Was Leistungswettbewerb genau ist, ist zwar nicht so einfach definierbar. Es gibt zudem unterschiedliche wissenschaftliche Einordnungen hierzu. So könnte es auch eine Leistung darstellen, die im Wettbewerb gewonnene Macht einzusetzen. Unklar ist auch, welche Leistung gerade noch im Wettbewerb geschützt ist und welche nicht mehr. Letztlich läuft es also auf eine “Abgrenzung zwischen guter und nicht mehr gewünschter Leistung” hinaus. Dies könnte jedenfalls nach der in der BGH-Rechtsprechung typischen Abwägungslehre erfolgen. Danach kommt es auf den Schutzzweck des Missbrauchsverbots an. Dieses dient der Offenhaltung des Wettbewerbsprozesses und dem Schutz der diesen Prozess ausmachenden grundsätzlichen Interessen und Freiheiten. In der ersten Facebook-Entscheidung hat der BGH hierzu außerdem klargestellt, dass diese Abwägung eine Einbeziehung der Grundrechte verlangt.
Diese Abwägung der Grundrechte hat sich allerdings streng am Missbrauchsverbot zu orientieren. Nicht jede Abwägung jeglicher Grundrechte ist also maßgeblich, sondern 1. nur die in ihrem Schutzbereich betroffener Grundrechte und 2. nur im Rahmen des Schutzzwecks der angewandten Vorschrift.
Welche Maßnahmen sind zulässig und welche nicht?
Eine allgemeine Pflicht zur Offenhaltung des Wettbewerbs besteht für das marktmächtige Unternehmen zunächst nicht. Das kann sich jedoch bei sehr starker Marktmacht ändern. Insbesondere wenn es selbst über den Zutritt zum Wettbewerb entscheidet, darf es keine unbillig behindernden oder diskriminierenden Praktiken anwenden. Es muss also die Verbote vermeiden. Nach dem allgemeinen Kartellrecht nicht zwingend ist dabei die Sicherstellung der Bestreitbarkeit, also dass es Vorkehrungen trifft, damit andere Unternehmen seine Marktstellung angreifen können. Derartige Pflichten können sich aus dem sektorspezifischen Regulierungsrecht und insbesondere dem DMA ergeben. Jedoch kann es sehr hilfreich sein, wenn ein marktbeherrschendes Unternehmen proaktiv wettbewerbsschützende Maßnahmen ergreift.

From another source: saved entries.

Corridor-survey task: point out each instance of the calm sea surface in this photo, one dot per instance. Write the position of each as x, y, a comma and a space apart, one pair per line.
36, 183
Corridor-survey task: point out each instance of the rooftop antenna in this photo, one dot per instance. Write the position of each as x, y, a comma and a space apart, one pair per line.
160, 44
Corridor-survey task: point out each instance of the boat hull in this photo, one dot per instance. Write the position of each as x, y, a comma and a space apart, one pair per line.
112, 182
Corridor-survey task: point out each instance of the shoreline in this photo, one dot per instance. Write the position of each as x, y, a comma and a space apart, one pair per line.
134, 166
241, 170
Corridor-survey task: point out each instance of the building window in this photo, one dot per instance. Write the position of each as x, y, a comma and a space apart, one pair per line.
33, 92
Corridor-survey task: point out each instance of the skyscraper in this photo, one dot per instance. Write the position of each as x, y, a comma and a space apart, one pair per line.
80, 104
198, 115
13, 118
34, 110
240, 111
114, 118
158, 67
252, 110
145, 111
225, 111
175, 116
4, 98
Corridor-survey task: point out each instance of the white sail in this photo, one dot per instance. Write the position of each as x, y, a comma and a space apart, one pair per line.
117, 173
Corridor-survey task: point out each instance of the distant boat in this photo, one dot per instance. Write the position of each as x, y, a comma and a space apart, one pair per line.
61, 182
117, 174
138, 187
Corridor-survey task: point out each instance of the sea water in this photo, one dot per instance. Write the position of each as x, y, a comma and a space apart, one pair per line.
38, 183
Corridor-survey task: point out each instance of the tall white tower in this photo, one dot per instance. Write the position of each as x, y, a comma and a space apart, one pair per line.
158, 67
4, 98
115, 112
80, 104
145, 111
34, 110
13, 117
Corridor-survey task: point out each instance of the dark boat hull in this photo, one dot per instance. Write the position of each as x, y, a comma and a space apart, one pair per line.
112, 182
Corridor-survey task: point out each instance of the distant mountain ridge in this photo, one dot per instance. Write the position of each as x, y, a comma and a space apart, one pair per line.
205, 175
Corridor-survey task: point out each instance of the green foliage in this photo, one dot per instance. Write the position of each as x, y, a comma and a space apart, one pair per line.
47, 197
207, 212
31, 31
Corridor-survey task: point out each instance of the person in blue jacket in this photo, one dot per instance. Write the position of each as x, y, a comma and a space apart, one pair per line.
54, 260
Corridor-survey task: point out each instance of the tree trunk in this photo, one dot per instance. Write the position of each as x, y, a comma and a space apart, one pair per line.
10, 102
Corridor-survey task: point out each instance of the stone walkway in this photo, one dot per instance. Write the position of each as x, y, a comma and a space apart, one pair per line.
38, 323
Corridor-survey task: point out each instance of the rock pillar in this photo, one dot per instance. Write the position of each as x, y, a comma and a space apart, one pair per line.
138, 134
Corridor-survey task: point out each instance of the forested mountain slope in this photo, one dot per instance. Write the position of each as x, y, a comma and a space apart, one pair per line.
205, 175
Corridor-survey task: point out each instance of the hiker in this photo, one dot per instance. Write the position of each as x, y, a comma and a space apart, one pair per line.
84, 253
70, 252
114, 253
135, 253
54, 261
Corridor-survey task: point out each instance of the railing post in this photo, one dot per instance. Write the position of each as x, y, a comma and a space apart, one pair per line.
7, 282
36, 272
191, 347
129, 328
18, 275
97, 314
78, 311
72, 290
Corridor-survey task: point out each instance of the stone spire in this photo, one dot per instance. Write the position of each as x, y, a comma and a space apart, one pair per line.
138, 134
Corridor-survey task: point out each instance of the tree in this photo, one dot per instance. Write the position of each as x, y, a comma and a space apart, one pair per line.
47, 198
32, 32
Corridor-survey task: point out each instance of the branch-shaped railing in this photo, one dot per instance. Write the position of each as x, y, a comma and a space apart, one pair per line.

Grundsätzlich weiterhin zulässig bleibt auch, dass ein marktbeherrschendes Unternehmen auf anderen Märkten tätig wird. Besonders vorsichtig muss es aber sein, wenn es sich in einer Hybridstellung befindet und auf unterschiedlichen Marktstufen tätig wird. Diese Situation ist bereits bei marktbeherrschenden Anbietern von Vorleistungen bekannt, die gleichzeitig auf einer nachgelagerten Stufe mit ihren Abnehmern konkurrieren — sogenannte vertikale Integration. Ähnlich kann dies bei digitalen Plattformen sein, die gleichzeitig ähnlich wie ihre gewerblichen Nutzer Produkte oder Leistungen anbieten und diese auf der Plattform vertreiben. In derartigen Fällen könnte die Plattform den Marktzugang kontrollieren und zusätzlich die wesentlichen Bedingungen bestimmen. Unzulässig ist hier etwa ein Self-Preferencing oder ein Aneignen von Geschäftsmodellen. Die Plattform darf also nicht etwa selbst als Kuckucks-Ei vermeintlich harmlos auch als gewerblicher Nutzer tätig werden und dabei den anderen Unternehmen auf diesem Segment die Wettbewerbsanteile wegfressen.